I think that I finally finished a jerkbait that is going to work. I went to the old standard dive and rise style with a slanted head. It's very simple to make, get the right size stock for what you want to make, cut the head at 45 degrees, round all 4 edges off with a router, and then put a flat spot towards the tail to streamline it a little. I tested these after I sealed them, but before I painted them. At that point they all did what I wanted them to. Hopefully the paint, two clear coats and the eyes didn't throw them off. They haven't been tested yet. I painted them a simple firetiger with gold and fire opal glitter in the clear coats. I'm almost embarassed to post them after seeing some of the recent pictures on other posts. These are made out of cherry, I took a guess at the weighting (and seemed to at least have gotten close), and they all have a rattle in the tail.
Travis


----------



## vc1111 (Apr 13, 2004)

Excellent design and super clean work! I'd love to see how they perform for you. I love using jerkbaits.

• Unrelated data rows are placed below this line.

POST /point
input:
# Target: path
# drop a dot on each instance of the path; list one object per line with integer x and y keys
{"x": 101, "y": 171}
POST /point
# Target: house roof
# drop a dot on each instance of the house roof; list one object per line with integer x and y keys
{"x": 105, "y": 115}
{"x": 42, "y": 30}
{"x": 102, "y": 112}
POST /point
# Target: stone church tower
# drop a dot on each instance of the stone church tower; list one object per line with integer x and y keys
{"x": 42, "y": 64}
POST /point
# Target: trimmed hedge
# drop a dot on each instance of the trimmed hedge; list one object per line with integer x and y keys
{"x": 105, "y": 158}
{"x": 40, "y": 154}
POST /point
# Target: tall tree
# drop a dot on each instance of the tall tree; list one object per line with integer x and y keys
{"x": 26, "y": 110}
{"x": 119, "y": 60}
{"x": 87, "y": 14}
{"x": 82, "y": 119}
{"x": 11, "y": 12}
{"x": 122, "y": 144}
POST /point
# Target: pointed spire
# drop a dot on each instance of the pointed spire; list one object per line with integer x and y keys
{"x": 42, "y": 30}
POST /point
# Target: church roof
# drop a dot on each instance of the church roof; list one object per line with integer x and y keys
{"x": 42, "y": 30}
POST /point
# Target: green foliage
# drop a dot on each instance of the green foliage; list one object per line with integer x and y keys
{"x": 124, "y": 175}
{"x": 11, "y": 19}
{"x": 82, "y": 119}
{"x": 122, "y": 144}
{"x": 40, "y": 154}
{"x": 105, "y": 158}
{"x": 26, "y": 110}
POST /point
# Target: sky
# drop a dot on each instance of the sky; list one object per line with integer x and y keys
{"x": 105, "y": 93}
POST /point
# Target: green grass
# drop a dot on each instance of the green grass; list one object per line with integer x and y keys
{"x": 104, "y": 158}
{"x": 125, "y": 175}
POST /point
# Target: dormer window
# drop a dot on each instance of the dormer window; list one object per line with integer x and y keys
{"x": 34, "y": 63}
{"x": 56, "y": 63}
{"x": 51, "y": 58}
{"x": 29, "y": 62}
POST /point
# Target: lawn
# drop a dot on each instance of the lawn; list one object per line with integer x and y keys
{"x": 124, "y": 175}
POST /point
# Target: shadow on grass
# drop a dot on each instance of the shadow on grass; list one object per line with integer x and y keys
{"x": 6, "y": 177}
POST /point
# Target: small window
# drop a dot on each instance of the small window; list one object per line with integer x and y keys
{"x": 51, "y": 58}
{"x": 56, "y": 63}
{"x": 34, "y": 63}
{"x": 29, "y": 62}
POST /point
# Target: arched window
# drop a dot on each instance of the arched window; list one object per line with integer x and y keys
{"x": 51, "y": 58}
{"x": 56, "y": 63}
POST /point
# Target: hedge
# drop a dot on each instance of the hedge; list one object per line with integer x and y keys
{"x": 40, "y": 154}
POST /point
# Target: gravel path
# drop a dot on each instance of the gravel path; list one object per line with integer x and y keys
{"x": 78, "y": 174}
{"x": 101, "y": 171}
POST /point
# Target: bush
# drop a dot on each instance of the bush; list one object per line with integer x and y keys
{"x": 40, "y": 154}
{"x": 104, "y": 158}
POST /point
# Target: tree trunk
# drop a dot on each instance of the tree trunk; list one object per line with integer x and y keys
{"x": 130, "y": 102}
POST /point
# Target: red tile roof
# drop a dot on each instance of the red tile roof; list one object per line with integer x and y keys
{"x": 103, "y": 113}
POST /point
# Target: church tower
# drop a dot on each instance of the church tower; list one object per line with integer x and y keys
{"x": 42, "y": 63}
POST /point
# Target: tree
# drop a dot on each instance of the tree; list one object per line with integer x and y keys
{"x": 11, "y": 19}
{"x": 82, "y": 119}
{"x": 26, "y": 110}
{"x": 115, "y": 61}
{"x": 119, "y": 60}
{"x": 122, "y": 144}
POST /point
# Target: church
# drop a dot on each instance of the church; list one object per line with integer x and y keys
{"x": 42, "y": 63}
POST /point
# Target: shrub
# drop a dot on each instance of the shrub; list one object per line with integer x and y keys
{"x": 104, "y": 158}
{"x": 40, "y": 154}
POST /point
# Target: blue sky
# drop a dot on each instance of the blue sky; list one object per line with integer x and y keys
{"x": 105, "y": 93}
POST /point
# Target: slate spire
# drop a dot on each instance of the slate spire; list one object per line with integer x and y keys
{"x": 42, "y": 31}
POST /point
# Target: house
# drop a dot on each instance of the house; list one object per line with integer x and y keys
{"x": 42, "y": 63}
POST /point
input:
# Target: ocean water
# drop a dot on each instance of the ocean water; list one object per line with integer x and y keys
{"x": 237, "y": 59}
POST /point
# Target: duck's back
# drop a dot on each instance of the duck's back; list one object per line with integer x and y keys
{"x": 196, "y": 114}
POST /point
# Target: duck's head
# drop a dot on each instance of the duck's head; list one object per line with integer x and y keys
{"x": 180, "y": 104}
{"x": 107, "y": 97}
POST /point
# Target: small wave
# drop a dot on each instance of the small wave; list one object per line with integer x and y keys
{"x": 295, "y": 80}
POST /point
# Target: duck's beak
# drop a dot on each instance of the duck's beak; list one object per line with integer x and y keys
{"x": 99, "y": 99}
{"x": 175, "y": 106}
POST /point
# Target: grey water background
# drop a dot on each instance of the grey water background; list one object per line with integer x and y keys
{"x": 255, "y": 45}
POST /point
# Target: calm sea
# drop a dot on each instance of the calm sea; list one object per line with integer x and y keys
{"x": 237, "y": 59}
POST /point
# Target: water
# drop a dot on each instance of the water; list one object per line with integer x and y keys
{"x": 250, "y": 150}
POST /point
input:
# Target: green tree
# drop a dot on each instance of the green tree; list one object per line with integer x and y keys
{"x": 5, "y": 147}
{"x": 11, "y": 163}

It is one of my favorite ways to catch muskies. 

I'll bet you're going to hang some nice fish with those.


----------



## muskyslayer96 (Feb 28, 2009)

RS,

Why would you be embarassed, those ROCK! Love that type of bait (similar action to a Suik) had a lot of action on similar bait this weekend. keep those beauties coming and I would love to see the video of the musky from your HAT-CAM.

MS


----------



## Reel Science (Apr 8, 2004)

Thanks for the comments.

I forgot to mention that the jerkbaits are 8, 9, and 10". I find myself painting the first of everything in firetiger since it's my personal confidence color, but I'm really looking forward to trying different colors once I get to the point where I'm reproducing the ones that work. I think that some orange tigers will be next on both the jerkbaits and the twitch baits.

Travis


----------



## TIGGER (Jan 17, 2006)

Travis those look great! Are you going to try to fish St.Clair this fall?

John


----------



## Reel Science (Apr 8, 2004)

I hope to get at least one weekend up on St. Clair before the year is over.


----------



## ShutUpNFish (Apr 17, 2007)

As long as they have the right amount of weight they should work...I've tried a simple design like this years ago and without weight, they pop right out of the water. I'd still like to come up with a solid jerkbait design which does NOT require weight...seems impossible cuz the weighting is a PIA! This color pattern is nice! nothing wrong with it and it will catch fish....good job! Good Luck!


----------



## Trapper (Dec 15, 2004)

Travis,
I didn't realize you were into making baits too. I am going to have to pick your brain about that too, when you're not taking fish out of those nasty nets 

Trapper


----------



## Reel Science (Apr 8, 2004)

Be careful. You never know what you might find if you pick my brain.

Travis


----------